Les inspecteurs Landsman et Shemets leur souhaitent un joyeux shabbat. Puis ils tournent leur attention vers les biks de la porte, deux gars bien bâtis au nez en trompette et aux yeux écarquillés, avec des cheveux roux et d’épaisses barbes laineuses de la couleur rouge doré du jus d’entrecôte. Deux Rudashevsky rouquins, des biks issus d’une longue lignée de biks, formés à la simplicité, à la stupidité, au pouvoir et à l’agilité.

— Professeur Zimbalist, dit le Rudashevsky du côté gauche de la porte, bon shabbat !

— À vous aussi, ami Rudashevsky. Je regrette de vous déranger par un après-midi aussi paisible.

Le mayven enfonce plus douillettement l’ottomane de fourrure sur sa tête. Le voilà parti pour un préambule fleuri, mais quand il finit par ouvrir le tiroir-caisse de sa bouche, aucune pièce n’en tombe. Landsman plonge la main dans sa poche. Zimbalist reste simplement planté là, les bras ballants, pensant peut-être que tout est sa faute, que les échecs ont détourné le gamin de l’angle de sa gloire tracé par Dieu, et maintenant il doit entrer dans cette maison et annoncer au père la triste fin de l’histoire. Alors, de ses doigts serrés autour du goulot lisse et glacé de la pinte de vodka canadienne, Landsman frôle l’épaule du mayven. Il tapote la bouteille contre la serre osseuse de Zimbalist jusqu’à ce que le vieux comprenne et s’en saisisse.

— Nu, Yossele, c’est l’inspecteur Shemets, dit Berko, se chargeant des opérations et louchant dans la lumière du gaz diffuse, une main en visière.

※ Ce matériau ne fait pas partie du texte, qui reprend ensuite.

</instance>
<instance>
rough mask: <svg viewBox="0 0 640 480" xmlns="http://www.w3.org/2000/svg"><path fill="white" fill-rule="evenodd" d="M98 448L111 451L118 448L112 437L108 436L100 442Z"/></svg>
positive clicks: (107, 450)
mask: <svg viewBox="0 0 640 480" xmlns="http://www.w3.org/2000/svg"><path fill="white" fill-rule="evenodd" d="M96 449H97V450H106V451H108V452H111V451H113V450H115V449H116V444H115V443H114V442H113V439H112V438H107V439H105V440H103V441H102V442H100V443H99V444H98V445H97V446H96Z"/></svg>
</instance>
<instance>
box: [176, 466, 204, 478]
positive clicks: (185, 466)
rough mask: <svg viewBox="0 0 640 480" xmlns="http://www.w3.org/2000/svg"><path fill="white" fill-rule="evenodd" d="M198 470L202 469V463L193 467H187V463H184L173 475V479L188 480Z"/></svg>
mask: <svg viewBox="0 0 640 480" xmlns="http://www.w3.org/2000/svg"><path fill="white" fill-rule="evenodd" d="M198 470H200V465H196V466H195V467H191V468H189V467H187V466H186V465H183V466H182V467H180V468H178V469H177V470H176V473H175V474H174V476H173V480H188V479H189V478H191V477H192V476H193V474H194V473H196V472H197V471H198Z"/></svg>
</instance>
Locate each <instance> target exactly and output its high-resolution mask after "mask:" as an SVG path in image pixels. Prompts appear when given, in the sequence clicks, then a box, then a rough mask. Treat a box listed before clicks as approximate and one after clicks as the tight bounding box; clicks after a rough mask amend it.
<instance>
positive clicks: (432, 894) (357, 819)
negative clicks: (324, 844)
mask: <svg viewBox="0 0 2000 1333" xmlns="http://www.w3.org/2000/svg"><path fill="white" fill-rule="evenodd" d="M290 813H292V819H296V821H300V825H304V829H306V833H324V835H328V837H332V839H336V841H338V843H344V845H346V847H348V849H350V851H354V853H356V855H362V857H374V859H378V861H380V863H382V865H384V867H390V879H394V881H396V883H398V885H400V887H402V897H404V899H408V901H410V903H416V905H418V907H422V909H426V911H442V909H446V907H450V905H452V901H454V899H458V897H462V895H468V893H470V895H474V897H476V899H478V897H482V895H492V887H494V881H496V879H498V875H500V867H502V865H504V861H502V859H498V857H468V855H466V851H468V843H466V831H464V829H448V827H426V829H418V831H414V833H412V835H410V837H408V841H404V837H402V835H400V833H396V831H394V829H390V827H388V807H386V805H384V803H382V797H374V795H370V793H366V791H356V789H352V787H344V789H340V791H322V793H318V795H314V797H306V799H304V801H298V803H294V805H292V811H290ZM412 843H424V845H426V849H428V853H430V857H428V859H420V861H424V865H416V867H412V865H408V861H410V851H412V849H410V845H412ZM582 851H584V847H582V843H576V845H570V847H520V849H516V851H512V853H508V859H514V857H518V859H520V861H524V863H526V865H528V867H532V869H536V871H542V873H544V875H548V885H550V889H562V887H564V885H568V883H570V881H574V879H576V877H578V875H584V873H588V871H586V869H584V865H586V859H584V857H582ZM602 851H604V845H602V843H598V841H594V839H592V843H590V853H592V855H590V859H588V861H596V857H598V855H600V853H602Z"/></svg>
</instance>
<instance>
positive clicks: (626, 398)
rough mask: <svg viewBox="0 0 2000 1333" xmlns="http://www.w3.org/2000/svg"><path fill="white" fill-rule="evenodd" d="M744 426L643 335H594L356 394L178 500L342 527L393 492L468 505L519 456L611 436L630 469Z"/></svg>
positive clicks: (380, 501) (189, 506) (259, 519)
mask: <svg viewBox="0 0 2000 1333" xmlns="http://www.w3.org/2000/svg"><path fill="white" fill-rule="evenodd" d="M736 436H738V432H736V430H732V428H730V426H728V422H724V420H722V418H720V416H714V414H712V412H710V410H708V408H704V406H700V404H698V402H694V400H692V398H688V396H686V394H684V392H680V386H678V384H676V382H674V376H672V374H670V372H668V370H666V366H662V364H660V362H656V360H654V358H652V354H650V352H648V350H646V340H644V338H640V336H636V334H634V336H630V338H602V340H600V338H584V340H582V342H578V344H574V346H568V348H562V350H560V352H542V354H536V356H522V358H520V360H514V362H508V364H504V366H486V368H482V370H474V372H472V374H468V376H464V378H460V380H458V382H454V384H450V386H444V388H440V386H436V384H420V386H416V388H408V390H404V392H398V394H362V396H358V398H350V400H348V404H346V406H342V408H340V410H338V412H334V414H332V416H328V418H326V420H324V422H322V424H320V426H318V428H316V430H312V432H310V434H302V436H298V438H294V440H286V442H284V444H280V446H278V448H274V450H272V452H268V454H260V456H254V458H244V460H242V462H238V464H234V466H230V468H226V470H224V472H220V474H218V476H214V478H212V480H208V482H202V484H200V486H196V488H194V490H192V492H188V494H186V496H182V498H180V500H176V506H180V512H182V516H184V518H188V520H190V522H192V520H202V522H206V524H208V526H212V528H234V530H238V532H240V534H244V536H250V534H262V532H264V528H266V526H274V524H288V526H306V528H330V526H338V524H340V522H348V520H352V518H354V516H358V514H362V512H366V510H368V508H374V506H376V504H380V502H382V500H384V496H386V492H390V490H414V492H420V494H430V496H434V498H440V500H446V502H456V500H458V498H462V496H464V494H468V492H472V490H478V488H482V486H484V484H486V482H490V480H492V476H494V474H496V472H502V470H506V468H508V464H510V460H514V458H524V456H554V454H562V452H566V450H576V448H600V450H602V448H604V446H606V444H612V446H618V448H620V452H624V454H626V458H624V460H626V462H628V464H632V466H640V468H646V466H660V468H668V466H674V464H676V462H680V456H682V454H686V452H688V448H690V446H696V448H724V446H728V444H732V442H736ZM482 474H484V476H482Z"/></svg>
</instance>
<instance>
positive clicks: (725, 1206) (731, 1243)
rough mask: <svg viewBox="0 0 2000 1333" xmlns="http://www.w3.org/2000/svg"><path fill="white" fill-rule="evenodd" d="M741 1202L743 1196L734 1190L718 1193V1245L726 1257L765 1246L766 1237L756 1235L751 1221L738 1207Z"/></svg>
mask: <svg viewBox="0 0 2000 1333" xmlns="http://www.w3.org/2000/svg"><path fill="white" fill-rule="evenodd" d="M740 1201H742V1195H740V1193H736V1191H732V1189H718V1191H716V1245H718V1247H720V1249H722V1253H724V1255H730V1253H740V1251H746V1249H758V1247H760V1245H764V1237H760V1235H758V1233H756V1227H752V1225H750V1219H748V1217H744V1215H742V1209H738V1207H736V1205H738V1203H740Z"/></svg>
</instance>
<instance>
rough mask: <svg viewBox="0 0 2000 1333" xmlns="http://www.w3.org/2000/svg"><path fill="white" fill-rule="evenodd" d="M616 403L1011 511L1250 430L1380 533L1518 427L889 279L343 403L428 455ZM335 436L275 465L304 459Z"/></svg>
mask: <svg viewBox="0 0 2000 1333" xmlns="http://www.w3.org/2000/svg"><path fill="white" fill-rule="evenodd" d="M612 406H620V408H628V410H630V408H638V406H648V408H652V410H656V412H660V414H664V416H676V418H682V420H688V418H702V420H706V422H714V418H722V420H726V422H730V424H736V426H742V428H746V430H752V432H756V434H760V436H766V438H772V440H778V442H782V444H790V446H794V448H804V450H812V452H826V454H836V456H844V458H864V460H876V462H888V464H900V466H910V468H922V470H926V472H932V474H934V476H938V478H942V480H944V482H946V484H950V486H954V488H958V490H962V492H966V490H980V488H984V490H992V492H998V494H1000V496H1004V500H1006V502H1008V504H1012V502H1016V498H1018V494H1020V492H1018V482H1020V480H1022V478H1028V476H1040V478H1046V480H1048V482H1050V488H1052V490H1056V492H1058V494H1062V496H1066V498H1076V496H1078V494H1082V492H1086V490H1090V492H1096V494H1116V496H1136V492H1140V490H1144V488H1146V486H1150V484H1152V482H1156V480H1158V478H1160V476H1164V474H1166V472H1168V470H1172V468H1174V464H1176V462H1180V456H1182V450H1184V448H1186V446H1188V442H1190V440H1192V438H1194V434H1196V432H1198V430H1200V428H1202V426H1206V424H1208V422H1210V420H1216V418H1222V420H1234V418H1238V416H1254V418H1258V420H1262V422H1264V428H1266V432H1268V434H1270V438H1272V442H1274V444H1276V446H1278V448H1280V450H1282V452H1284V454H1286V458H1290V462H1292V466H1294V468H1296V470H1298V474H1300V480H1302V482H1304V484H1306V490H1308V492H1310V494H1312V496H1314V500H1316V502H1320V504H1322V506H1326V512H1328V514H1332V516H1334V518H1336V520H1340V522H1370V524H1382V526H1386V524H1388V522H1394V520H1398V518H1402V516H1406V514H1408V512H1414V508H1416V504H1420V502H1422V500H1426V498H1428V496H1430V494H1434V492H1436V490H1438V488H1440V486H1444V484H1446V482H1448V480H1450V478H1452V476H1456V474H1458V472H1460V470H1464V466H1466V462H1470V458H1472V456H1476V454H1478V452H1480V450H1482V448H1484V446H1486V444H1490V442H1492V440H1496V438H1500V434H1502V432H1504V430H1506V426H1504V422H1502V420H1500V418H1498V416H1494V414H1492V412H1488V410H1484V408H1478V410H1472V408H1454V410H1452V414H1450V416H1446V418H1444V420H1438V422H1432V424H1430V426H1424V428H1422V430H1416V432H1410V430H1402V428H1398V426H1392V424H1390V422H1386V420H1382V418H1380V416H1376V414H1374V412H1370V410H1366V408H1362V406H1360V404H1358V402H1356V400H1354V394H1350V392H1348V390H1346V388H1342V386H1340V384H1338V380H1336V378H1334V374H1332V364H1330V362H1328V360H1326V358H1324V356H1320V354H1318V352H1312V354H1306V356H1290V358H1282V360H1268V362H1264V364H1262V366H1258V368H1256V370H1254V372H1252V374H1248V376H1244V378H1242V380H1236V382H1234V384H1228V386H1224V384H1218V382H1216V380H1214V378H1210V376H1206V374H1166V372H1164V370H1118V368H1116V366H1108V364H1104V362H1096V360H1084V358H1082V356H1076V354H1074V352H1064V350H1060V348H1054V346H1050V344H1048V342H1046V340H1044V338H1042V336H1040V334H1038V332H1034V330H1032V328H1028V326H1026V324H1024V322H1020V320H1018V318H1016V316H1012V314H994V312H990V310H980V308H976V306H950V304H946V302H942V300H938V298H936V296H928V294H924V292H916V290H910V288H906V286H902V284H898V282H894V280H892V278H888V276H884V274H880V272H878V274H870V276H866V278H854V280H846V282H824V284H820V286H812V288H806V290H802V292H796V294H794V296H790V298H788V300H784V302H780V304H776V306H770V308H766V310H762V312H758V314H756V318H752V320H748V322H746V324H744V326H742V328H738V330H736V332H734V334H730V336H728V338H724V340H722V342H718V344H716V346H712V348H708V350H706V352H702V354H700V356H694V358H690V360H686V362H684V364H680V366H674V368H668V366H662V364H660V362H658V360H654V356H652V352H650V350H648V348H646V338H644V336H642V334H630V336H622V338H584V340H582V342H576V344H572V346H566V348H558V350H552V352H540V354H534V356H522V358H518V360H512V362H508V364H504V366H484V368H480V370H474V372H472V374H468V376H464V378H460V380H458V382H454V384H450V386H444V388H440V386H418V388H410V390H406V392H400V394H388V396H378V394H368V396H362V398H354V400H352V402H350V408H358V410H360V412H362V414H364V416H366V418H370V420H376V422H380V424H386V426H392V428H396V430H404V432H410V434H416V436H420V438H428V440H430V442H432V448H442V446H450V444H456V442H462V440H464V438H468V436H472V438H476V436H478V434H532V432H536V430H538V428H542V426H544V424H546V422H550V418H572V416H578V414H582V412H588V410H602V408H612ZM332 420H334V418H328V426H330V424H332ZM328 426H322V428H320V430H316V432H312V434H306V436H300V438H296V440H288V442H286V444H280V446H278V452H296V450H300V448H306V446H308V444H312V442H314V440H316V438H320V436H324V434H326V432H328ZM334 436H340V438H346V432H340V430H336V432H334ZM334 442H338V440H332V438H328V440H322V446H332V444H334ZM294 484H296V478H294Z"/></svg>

Derrière eux, toute la bande se met à murmurer, pressentant déjà le rapide déroulement de quelque chose d’extraordinairement néfaste. Le vent ferre les flocons d’avant en arrière sur ses cent hameçons.

— Qu’est-ce qui ne va pas, Yid ?

— Inspecteur, répond le Rudashevsky de droite, peut-être le frère de Yossele, peut-être son cousin, peut-être les deux à la fois. Nous savions que vous étiez dans le quartier.

— Voici l’inspecteur Landsman, mon coéquipier. Pourriez-vous, s’il vous plaît, dire au rabbin Shpilman de bien vouloir nous accorder un moment de son temps ? Croyez-moi, nous ne le dérangerions pas à cette heure-ci si ce n’était pas si important.

Habituellement, les chapeaux noirs, même des verbovers, ne contestent pas le droit ou l’autorité des policiers à mener des opérations de police dans le Harkavy ou sur l’île Verbov. Ils ne coopèrent pas, mais n’interfèrent pas non plus. D’un autre côté, se présenter au domicile du plus grand rabbin en exil, à deux doigts du moment le plus sacré de la semaine, il faut avoir une vraiment bonne raison pour ça. Il faut venir pour lui annoncer, par exemple, la mort de son fils unique.